Steve Perry, January 29, 1997
Jawing about crime is the hallmark of the Sayles Belton administration. Not that it's all rhetoric. Under her watch the City has expanded police ranks to record levels; in her State of the City address she bragged of the additional $14.7 million a year being spent on law enforcement in the city. Of the inevitable corollaries, such as the quiet diminution of the city's community health care resources, she understandably said nothing. Say what you will of the mayor's soporific governance, her inattention to festering race troubles in her own police and fire departments, her office's sporadic attention to detail...she has done what she was elected to do: assuage white fear while flattering the self-regard of a town grown accustomed to believing it's more tolerant and forward-thinking than it really is.
Steve Perry, June 25, 1997
Part of my aversion to [A Prairie Home Companion] is that I have always found the show's blinding whiteness--in every sense of the word--a terrifying thing, and its popular ascendancy coincided exactly with my own ecstatic departure from a small Midwestern town and a childhood and adolescence that was more Woe than gone. In Keillor's celebrated voice I hear only exhaustion; he sounds tired of the whole hoodwinking project, tired of keeping his conga line of clumsy dancing skeletons in the closet.
Beneath the carefully constructed Wobegon façade, however, beats the true dark heart of a pathological sentimentalist; call it the John Wayne Gacy/David Lynch syndrome. In a 1995 New York magazine piece, Keillor admitted to writer James Kaplan that 1958 teen spree killer Charlie Starkweather had been a hero of his youth. "Do you ever experience uncontrollable rage?" he asked Kaplan, "And an urge to just drive and drive?" That was a wonderful and uncharacteristically unguarded moment, and it's precisely that sort of darkness--nostalgia's id--that has always been missing from the radio show.

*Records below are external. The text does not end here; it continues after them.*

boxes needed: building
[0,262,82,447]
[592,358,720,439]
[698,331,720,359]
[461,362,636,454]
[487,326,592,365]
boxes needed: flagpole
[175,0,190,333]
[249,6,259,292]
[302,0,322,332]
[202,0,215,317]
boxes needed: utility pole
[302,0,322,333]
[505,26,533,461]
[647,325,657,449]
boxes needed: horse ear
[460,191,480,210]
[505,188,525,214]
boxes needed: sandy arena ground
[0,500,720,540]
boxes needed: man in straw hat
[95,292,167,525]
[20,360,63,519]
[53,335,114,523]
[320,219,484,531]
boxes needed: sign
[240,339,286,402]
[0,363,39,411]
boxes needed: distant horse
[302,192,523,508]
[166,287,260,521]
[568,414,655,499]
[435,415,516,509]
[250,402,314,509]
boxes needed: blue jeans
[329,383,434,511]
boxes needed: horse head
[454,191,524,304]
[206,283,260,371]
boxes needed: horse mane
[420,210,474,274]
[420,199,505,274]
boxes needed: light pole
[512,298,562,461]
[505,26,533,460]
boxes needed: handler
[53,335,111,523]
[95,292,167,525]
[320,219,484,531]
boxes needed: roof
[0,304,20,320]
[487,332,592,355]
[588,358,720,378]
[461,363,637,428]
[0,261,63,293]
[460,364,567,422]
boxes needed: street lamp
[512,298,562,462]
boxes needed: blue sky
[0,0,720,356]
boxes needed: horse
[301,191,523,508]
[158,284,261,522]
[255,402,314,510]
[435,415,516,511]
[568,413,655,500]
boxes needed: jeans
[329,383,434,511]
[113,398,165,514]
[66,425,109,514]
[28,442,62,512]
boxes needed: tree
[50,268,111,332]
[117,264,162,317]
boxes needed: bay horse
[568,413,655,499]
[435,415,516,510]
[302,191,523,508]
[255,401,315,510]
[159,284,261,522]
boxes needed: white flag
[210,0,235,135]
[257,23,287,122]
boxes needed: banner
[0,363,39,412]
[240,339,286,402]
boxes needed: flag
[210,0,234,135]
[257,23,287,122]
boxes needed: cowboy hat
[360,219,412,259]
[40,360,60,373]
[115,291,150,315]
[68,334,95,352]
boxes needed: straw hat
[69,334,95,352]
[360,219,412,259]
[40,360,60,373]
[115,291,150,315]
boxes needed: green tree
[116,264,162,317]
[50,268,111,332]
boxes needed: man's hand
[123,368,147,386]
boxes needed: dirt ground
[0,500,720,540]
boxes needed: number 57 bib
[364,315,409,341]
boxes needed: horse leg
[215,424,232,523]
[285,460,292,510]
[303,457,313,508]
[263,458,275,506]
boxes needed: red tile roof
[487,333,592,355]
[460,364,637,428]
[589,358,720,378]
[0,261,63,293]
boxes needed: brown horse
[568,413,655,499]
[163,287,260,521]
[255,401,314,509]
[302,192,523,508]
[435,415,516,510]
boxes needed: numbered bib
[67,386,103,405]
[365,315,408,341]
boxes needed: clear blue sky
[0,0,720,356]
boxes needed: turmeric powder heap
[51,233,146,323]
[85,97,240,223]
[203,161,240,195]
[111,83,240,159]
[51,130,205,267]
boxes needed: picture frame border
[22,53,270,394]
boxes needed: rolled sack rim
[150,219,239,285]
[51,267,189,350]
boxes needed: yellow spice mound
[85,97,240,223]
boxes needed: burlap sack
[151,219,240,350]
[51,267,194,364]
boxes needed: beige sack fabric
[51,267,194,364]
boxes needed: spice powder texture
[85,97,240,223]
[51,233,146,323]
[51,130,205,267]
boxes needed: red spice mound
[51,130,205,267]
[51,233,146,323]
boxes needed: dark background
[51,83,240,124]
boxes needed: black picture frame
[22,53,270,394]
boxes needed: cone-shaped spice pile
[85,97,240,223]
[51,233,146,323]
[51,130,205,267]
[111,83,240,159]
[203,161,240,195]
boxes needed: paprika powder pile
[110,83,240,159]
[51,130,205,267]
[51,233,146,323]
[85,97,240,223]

It's possible, I think, to believe in something and not know how to live it," Keillor told the Los Angeles Times in 1985. Of course it is. And in Wobegon Boy he has finally shown us a more fantastic--and at the same time more realistic--portrayal of an entire little town grimly hamstrung by that unfortunate truth. Welcome home, Garrison. Welcome home.
Brad Zellar, December 17, 1997
There is a certain poetic justice in seeing the president who made Family Values the central theme of his reelection campaign brought low by his own reckless philandering....Clinton is, after all, the man who shredded the social safety net for unwed mothers while lecturing them about "responsibility"; who signed the gay-bashing Defense of Marriage Act and boasted about it in his campaign commercials;...who opposes frank sex education and condoms in the schools, and the like.
Doug Ireland, January 28, 1998
I want to believe that all the 20th Century's fevered teen-idol dreams are, at their heart, acts of brave invention. This one, sing the sleepy girls, this prince is he who could wake us. Outside their dreams, he doesn't exist, so they slumber on. Still, each generation remembers the dream as they raise their sons. And the mother's dream pushes the daughter's dream further, and the daughter sleeps more lightly. The sons of our mothers' dreams walk now in the world. And so we nurture our long awakening, a prince at a time.